一組の夫婦が雲龍からいなくなったのかいつだったかは覚えていない。おれにとっては「知らぬ間にいなくなっていた」という感じで、どうしたのが聞くのも憚られる雰囲気があった。
 いなくなったほうの旦那さんを、おれは心中で「大熊さん」と呼んでいた。水島新司の『男どアホウ甲子園』に出てくる、「わっせわっせ、ドバッドバッ」と走り「チョヒチョヒ」と笑う大熊に似ていると感じていたからだ。実際には短く刈り上げた髪型が似ているだけで、ヨダレなど垂らしていないのだが。

 飛鳥の厨房に大熊さんの後頭部があった。ずいぶん年月が経っているのに、最後に見たときと同じ黒々とした坊主頭があった。「いらっしゃい」と振り返った顔も、横にいた奥さんも、「かつての雲龍の50%」を担ったふたりだった。比喩ではなく、雲龍と飛鳥は姉妹店だったのである。
 ラーメンと半チャーハンのセットに餃子を頼んだ。

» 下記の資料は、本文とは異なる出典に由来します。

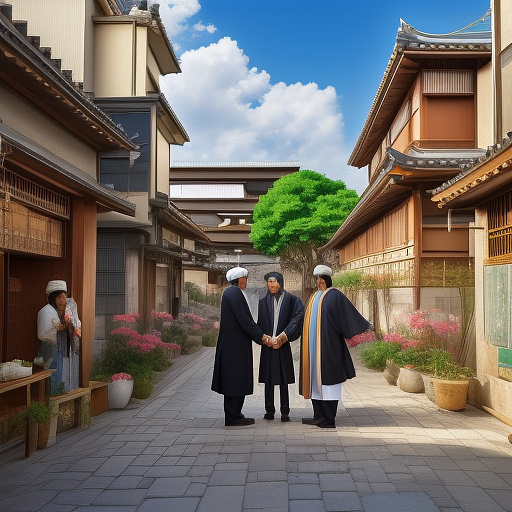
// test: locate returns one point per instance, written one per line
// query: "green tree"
(298, 214)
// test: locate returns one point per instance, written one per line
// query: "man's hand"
(279, 340)
(267, 340)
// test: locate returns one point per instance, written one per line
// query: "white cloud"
(234, 113)
(208, 28)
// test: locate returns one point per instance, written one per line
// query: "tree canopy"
(298, 214)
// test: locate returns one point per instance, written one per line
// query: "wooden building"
(486, 188)
(51, 139)
(420, 131)
(118, 53)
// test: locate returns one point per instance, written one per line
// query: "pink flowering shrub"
(127, 351)
(364, 337)
(121, 376)
(130, 318)
(430, 328)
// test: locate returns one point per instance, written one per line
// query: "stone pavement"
(391, 452)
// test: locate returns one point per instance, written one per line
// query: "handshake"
(274, 341)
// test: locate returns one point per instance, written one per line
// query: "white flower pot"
(119, 393)
(410, 381)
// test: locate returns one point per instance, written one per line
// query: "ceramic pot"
(429, 387)
(119, 393)
(43, 433)
(410, 381)
(391, 372)
(451, 394)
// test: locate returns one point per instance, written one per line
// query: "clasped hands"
(274, 342)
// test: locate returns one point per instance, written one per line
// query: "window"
(121, 174)
(499, 215)
(110, 273)
(449, 108)
(497, 313)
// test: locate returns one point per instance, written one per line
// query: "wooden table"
(17, 394)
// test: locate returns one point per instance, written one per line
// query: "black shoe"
(310, 421)
(326, 424)
(239, 422)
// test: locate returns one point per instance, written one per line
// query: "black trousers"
(233, 407)
(284, 397)
(325, 409)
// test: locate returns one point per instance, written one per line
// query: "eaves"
(51, 168)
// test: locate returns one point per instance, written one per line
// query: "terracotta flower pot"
(429, 387)
(410, 381)
(451, 394)
(391, 372)
(43, 434)
(119, 393)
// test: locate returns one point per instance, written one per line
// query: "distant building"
(220, 197)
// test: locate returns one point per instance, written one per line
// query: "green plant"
(411, 356)
(174, 334)
(441, 364)
(210, 339)
(375, 354)
(38, 412)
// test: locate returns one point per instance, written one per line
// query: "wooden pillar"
(83, 282)
(418, 248)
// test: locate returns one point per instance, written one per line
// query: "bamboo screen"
(23, 227)
(499, 215)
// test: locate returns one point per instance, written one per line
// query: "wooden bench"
(82, 413)
(17, 394)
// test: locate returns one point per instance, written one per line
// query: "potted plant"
(450, 380)
(409, 360)
(120, 390)
(38, 415)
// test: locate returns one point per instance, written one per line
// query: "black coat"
(340, 320)
(276, 366)
(233, 368)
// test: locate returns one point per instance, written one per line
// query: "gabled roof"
(37, 77)
(159, 43)
(412, 47)
(393, 184)
(480, 181)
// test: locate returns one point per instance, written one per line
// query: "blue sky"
(288, 80)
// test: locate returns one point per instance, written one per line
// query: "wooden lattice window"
(499, 215)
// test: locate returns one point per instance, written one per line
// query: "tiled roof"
(476, 35)
(473, 174)
(235, 164)
(404, 65)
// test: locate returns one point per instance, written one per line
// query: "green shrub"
(375, 354)
(38, 412)
(442, 365)
(143, 384)
(411, 356)
(174, 334)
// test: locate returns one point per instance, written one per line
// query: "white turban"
(322, 270)
(235, 273)
(56, 286)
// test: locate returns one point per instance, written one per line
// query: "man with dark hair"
(233, 368)
(281, 314)
(326, 362)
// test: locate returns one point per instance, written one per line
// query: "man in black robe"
(281, 314)
(233, 368)
(326, 362)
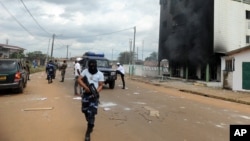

幸い客はおれだけだったので、いろいろと話をすることができた。飛鳥を開店してからもう23年も経っていること、雲龍のご主人は廃業した翌年に癌であっさりと亡くなってしまったことなどを知った。大熊さんの髪が23年前と変わらず真っ黒であることに触れると「これはね……」と笑っていた。

 半チャーハンは雲龍にはないメニューだった。チャーハンといえば全チャーハンだった。メニューはまったく同じではなく、大熊さんなりの工夫が加えられていた。しかし目の前に出された半チャーハンは、どう見ても一人前の分量があった。サービスしてくれたのかもしれない。

 ラーメンもチャーハンも、雲龍の味だった。細かく味わえば違いもあるのだが、それは同じ料理人の体調による差、程度の差に思われた。
 うん、この味この味、と喜んでラーメンをすするおれに「ほんとはちょっと違うんだけどね」と23年の矜持をのぞかせた大熊さんであった。

 久しぶりに心からの「ごちそうさま」と、社交辞令ではない「また来ます」を言って、じつに幸せな気持ちで飛鳥を後にした。次回はワンタン麺かオムライスだな。